# Curious - Sage Grouse Info



## Wigeon (Jun 19, 2013)

Does anyone know how many preference points it would take for a non resident to draw a sage grouse permit? I see that they are only offering 119 permits in the area I am interested in, so just curious how long it would take me to have an opportunity. Also, is there any public access in the Diamond Mnt/Blue Mnt area that a guy would have a chance at seeing some birds on?

Only hunted sharptail at home in Nebraska, but would like to chase a sage grouse if I get the chance. Any help you can offer would be great! 

Application deadline is close... Thanks!


----------



## izzydog (Jan 18, 2008)

Why Utah? Travel from Nebraska to Utah for one bird? I don't want to hot spot but there places you can hunt a limit with over the counter licenses. Sorry I'm no help about how many points for a permit, I've never hunted them here.


----------



## Critter (Mar 20, 2010)

You may draw with no points and then again it might take a couple..... that's the way that Utah's draws work. 

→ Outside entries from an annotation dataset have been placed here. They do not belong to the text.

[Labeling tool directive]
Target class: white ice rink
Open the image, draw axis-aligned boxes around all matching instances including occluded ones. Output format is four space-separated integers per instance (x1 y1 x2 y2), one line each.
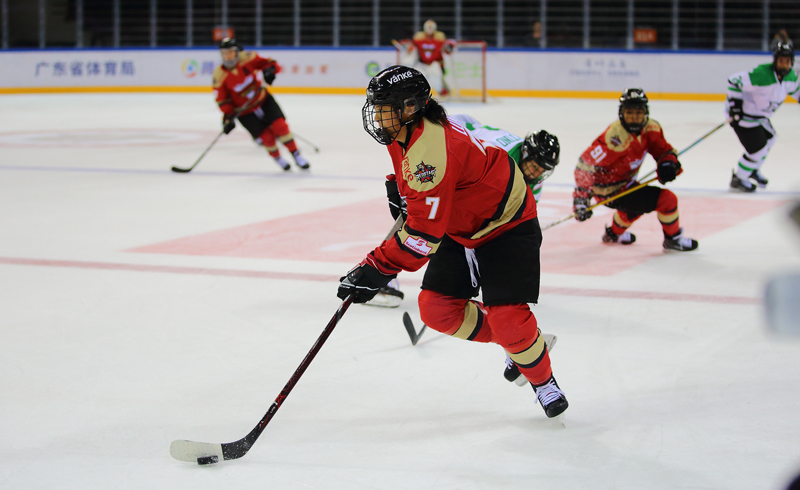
0 94 800 490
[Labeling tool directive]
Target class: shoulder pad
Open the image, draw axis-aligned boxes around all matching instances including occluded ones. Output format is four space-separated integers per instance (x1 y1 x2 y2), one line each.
211 66 228 88
642 119 661 134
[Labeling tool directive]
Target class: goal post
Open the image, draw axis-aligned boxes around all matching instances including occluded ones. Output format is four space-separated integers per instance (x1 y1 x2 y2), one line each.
393 39 487 102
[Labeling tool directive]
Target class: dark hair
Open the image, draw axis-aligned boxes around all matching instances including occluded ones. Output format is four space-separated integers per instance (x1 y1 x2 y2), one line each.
422 98 449 126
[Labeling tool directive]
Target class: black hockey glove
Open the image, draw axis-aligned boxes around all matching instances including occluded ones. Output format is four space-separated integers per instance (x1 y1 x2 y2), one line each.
261 66 275 85
336 262 397 303
728 99 744 123
656 153 681 184
386 175 408 221
572 197 592 221
222 114 236 134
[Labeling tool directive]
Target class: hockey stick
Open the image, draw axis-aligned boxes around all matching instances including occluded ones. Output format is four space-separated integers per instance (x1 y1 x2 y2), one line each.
172 128 225 174
169 214 403 465
642 121 728 184
292 131 319 153
169 295 353 465
403 312 428 345
542 121 728 231
542 177 658 231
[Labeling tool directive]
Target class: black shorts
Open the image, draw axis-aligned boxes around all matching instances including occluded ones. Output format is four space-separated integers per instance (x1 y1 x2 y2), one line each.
422 218 542 306
239 94 285 139
606 185 661 218
731 123 774 155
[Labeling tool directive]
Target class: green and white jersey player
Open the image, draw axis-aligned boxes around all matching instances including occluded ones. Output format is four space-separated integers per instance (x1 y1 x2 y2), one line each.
449 114 561 386
725 40 800 192
450 114 561 202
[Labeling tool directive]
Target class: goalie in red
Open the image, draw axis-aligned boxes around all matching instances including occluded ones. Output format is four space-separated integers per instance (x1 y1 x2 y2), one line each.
337 66 569 417
213 37 310 170
572 88 697 252
411 19 455 97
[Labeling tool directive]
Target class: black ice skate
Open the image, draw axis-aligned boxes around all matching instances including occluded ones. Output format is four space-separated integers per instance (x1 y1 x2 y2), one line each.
750 169 769 188
664 228 698 252
731 172 756 192
364 286 405 308
275 157 292 172
531 375 569 418
503 333 558 386
603 226 636 245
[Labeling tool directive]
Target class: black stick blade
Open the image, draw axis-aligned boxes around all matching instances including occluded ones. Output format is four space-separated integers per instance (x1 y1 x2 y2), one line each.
169 441 225 463
403 312 428 345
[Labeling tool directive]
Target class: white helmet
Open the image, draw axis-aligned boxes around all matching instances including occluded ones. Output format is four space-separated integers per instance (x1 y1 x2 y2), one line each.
422 19 436 36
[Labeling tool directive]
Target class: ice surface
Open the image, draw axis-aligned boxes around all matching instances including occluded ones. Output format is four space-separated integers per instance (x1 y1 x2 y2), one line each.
0 94 800 490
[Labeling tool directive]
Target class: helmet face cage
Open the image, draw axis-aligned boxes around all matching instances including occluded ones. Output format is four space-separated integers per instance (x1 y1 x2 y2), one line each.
219 37 242 69
619 88 650 134
361 66 431 145
772 41 794 77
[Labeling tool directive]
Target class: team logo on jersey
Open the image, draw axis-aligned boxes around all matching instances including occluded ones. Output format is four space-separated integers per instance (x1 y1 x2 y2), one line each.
414 162 436 184
403 236 433 256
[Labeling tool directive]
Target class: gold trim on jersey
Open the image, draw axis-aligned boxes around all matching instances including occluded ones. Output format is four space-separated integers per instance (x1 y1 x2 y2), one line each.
452 301 483 340
592 180 630 197
401 120 447 192
576 158 597 174
470 157 528 240
605 120 636 153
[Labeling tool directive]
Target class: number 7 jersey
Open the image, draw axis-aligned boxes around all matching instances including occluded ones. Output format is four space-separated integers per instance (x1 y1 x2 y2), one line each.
368 119 536 274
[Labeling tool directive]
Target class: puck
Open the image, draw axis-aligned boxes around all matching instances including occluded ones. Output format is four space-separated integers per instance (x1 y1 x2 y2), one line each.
197 454 219 465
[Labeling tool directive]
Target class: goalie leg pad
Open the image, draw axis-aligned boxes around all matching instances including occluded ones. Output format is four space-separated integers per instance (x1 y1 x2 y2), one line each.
487 304 553 385
269 117 297 153
418 289 494 342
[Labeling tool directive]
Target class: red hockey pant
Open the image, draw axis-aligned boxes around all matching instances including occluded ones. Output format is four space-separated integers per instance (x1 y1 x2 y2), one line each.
258 117 297 158
419 289 552 385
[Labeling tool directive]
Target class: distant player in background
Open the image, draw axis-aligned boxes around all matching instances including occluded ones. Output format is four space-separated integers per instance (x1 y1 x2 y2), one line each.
725 37 800 192
411 19 455 97
572 88 697 252
450 114 561 386
213 37 310 170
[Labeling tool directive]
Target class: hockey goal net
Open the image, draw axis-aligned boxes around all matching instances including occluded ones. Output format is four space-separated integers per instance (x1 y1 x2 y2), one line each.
395 39 487 102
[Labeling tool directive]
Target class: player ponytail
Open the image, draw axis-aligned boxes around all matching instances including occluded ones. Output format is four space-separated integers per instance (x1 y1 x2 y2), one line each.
422 99 450 126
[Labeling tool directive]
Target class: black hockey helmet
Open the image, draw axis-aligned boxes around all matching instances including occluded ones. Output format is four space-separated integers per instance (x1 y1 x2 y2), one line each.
219 37 242 51
361 65 431 145
219 37 242 70
522 130 561 170
772 39 794 77
619 88 650 134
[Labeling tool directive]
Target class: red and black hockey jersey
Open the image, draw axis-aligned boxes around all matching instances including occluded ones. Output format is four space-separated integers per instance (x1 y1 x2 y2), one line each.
573 119 676 201
212 51 281 116
367 119 536 274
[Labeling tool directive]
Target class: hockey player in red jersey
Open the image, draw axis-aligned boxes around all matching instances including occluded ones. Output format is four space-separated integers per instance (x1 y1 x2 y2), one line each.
338 66 568 417
572 88 697 252
213 37 310 170
411 19 455 97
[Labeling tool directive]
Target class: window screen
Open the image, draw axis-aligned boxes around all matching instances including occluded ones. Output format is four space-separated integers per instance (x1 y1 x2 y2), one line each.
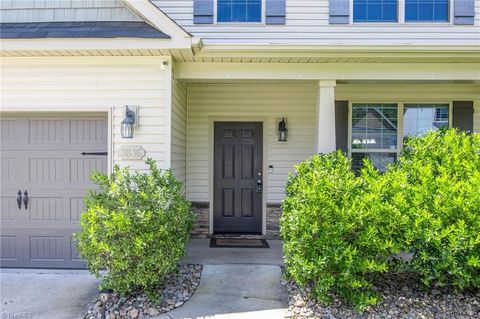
405 0 450 22
217 0 262 22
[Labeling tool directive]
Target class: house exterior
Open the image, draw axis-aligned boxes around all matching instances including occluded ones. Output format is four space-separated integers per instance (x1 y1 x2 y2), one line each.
0 0 480 268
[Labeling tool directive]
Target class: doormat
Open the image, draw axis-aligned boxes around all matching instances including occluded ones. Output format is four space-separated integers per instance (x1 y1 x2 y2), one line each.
210 238 270 248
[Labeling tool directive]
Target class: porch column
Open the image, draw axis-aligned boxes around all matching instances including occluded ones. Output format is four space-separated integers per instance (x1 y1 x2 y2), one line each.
315 80 336 153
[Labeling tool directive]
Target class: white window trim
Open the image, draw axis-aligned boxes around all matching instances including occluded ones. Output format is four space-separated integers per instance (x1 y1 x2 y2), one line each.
350 0 455 27
348 100 453 159
213 0 266 26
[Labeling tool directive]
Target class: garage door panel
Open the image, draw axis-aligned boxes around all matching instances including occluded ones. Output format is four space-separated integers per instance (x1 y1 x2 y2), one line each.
69 157 107 184
0 114 108 268
69 118 108 145
28 118 68 144
0 235 18 261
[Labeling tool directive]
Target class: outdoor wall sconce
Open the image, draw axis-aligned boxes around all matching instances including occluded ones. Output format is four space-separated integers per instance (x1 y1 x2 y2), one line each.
278 118 288 142
120 106 138 138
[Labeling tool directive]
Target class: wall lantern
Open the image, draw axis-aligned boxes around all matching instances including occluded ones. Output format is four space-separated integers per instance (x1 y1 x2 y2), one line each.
278 118 288 142
120 106 138 138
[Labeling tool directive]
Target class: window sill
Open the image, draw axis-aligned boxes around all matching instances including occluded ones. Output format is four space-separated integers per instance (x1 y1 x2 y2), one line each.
214 22 265 27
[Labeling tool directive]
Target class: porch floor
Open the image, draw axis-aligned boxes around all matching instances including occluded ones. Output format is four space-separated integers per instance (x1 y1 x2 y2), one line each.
181 239 283 266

Lazzydog, Wigeon just may be working in the area temporally or just moved to Utah, so if he wants to hunt them he needs to put in as a non resident.


----------



## Wigeon (Jun 19, 2013)

My brother lives in Vernal, so it is a great excuse to get and and catch trout and hunt birds while I'm there... Thanks for the input!


----------



## izzydog (Jan 18, 2008)

Definitely apply then! Big bonus if you draw, if not I can think of many worse places to hunt birds than the vernal area! I'm a bit jealous:grin:


----------



## tallbuck (Apr 30, 2009)

funny that people come to hunt sage grouse in utah when I being from utah leave it to hunt sage grouse in other states.... go figure! oh and by the way I hate Utahs Draw system!


----------